[MUD-Dev] Reality check ...

Jon Leonard jleonard at slimy.com
Fri Apr 19 23:02:53 CEST 2002


On Thu, Apr 18, 2002 at 09:40:58AM +0200, Vincent Archer wrote:
> According to Marc Bowden:

>> And your bank account? That's "just data"....linked to
>> real-world, physically affective assets. If you close your
>> account, I owe you the money the data represents.

[snipped description of fiat currency as unbacked, etc.]

> As for the money itself in the bank, one of the thing the Fed
> regulates is the amount of "virtual money" a bank can create. Bank
> routinely give away (in the form of loans) multiples of the assets
> they have received.  In terms everybody recognise, they "spawn"
> gold. All the time.

The process is more bizzare and complicated than that, and the
system probably works better with most people now knowing or
worrying about it.

Money itself is a quite complicated idea, which contributes rather
directly to the economic problems game designer run into.

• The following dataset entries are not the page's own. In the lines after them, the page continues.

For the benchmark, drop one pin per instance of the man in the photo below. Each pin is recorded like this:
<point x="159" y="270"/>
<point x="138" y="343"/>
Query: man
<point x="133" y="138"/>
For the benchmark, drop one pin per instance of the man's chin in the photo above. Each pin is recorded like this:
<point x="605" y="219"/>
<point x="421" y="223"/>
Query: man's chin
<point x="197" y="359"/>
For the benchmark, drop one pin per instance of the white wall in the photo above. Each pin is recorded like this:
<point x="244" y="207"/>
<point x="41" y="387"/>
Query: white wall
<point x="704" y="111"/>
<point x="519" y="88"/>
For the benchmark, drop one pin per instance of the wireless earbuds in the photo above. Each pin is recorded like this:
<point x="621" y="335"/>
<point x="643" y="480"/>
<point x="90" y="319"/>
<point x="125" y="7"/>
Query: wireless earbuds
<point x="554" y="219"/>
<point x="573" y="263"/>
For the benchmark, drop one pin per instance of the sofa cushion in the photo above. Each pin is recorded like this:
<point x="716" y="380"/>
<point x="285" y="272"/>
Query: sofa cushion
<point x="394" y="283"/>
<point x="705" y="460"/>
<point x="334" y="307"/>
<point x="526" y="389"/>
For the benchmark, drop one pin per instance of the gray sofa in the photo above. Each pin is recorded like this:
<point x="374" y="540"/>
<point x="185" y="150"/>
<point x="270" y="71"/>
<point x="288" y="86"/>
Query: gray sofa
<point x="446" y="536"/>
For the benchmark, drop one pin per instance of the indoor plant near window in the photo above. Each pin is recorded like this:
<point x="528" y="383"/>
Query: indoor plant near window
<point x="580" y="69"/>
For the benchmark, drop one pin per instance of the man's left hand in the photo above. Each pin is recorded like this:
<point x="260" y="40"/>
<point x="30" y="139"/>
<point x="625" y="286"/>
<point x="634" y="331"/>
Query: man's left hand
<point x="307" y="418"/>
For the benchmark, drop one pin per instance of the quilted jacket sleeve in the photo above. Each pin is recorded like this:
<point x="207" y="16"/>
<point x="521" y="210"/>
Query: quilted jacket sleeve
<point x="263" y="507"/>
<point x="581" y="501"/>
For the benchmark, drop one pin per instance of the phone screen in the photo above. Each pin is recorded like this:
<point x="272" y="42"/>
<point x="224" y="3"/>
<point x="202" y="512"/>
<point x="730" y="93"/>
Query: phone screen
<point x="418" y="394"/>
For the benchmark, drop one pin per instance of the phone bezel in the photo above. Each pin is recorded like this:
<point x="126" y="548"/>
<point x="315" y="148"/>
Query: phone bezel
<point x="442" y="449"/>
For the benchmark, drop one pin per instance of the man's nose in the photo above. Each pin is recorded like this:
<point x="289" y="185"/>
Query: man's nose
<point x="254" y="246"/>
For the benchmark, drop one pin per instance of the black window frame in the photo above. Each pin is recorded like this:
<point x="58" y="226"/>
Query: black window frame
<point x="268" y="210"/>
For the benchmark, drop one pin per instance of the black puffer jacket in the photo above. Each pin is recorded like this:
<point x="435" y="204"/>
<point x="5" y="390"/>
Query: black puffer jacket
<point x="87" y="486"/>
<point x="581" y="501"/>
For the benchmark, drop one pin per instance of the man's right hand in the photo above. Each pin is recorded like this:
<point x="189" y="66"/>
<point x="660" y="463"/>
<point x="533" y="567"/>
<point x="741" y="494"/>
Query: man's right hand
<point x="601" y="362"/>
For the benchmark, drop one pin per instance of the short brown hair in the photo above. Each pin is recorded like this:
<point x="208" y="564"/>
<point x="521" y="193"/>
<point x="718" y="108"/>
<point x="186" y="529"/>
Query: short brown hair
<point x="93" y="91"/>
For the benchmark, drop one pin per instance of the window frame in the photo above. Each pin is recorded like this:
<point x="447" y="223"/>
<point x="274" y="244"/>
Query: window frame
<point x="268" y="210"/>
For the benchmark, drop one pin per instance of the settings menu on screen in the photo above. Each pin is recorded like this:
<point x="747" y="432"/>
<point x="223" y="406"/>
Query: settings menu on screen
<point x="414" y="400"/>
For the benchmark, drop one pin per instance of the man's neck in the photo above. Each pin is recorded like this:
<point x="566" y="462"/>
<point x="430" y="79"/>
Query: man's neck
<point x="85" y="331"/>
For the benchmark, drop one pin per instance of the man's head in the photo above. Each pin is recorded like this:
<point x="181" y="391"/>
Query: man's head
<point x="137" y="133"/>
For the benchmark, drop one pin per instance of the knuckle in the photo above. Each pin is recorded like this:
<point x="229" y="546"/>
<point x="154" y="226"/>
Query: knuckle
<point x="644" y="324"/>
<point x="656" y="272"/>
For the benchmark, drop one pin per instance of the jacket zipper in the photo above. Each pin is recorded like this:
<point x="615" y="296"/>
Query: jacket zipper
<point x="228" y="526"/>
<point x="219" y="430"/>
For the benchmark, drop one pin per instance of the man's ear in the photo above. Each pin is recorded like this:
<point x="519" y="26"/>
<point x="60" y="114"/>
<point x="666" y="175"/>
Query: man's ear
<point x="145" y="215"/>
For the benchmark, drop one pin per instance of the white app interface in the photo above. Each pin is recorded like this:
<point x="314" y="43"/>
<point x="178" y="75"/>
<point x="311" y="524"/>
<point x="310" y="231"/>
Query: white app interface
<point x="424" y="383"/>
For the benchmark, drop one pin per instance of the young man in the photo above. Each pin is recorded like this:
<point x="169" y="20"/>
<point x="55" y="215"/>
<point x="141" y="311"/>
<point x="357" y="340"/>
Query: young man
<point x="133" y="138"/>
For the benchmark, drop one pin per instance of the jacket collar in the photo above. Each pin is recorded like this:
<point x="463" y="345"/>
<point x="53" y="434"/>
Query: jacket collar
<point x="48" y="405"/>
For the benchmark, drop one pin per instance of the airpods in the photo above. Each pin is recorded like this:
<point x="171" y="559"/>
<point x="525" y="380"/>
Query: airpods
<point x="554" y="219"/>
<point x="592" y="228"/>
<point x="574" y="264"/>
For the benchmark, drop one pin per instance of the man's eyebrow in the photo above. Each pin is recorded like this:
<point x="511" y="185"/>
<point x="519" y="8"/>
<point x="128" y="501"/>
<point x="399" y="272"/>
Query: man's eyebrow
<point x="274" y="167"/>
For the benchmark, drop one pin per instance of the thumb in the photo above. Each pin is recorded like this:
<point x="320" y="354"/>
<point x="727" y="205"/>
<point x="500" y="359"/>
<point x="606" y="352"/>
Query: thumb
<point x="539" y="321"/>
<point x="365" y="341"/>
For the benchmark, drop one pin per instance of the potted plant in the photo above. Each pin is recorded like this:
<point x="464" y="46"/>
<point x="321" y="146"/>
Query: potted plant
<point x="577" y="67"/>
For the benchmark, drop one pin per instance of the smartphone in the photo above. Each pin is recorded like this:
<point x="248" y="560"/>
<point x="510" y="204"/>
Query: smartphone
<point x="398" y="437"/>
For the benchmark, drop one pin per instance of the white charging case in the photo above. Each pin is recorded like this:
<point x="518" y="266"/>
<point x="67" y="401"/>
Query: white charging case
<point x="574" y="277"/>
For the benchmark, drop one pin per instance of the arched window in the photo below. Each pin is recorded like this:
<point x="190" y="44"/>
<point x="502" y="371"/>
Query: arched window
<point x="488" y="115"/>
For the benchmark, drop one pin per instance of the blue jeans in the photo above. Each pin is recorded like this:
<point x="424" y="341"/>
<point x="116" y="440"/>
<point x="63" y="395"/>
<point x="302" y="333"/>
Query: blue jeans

The most fundamentally difficult is that players have a thoroughly
modern understanding of money, and the game worlds we're designing
frequently don't match.  Either we're building a fantasy or
pseudo-feudal world, or a world under enough stress that open
warfare is common.  In either case, the underlying assumptions the
players make about how things 'should' work don't match the
fictional world.  So there is a continual risk of players either
introducing some monetary idea (fiat guild credits, for example)
that is fiction breaking, or else being upset when the game economy
does not behave as they expect.

There's also the risk of rediscovering Gresham's Law (Bad money
drives out the good) the hard way.  For a historical example, at one
point the US legislated a ratio of 15:1 for the value of gold to
silver, by specifying the mass of gold coins and silver coins.  The
problem was that the free market value was closer to 15.5 to 1, so
people spent the silver and hoarded the gold, keeping it out of
circulation.  Later this was 'corrected' to 16:1, yielding the
reverse problem: Hoarding silver and spending gold, again
diminishing the money supply.  If a design needs to have more than
one potential currency, then the exchange rate more or less needs to
be free to float (or else be a subtext to market manipulations that
aren't viable for precious metals).

On the flip side, if there's some some economic activity that the
NPCs in the game are engaging in, the players may not understand it.
I can't think of a good way to work something like a Kula chain into
a game (a social activity in which islanders trade two kinds of
ornamental goods around a ring of islands.  It looks like gainful
economic activity, except that the trades don't affect anything
else, and goods don't enter of leave the loop...), but it could be
interesting to try.  I have no idea how to make it appeal to
players, though.  Maybe have NPCs track players they have interacted
with in the past, and have it be a mechanism to get more 'useful'
interactions on other trading.

In case it's relevant, the actual steps of US money creation are:

  - US government borrows money from someone, yielding a Treasury

This treasury is normally paid off at some later date, but in this
case:

  - The federal reserve buys the Treasury (Open Market Operations),
  paying in 'Reserves'.

  - The reserves get deposited at a bank, which pays for them in
  dollars.

  - The bank can then have more outstanding deposits, as the
  regulatory limit is that the reserves be at least a certain
  fraction of the of the total deposits in the bank.

  - The bank then loans people money, by creating both new debt to
  the bank, and matching new value in the borrowers' bank accounts.

Much more complicated than Yap Stones (large, essentially immobile
currency where the islanders track who owns the stones), for
example.  And in both cases the money isn't backed by anything
except the willingness of others to accept them in trade.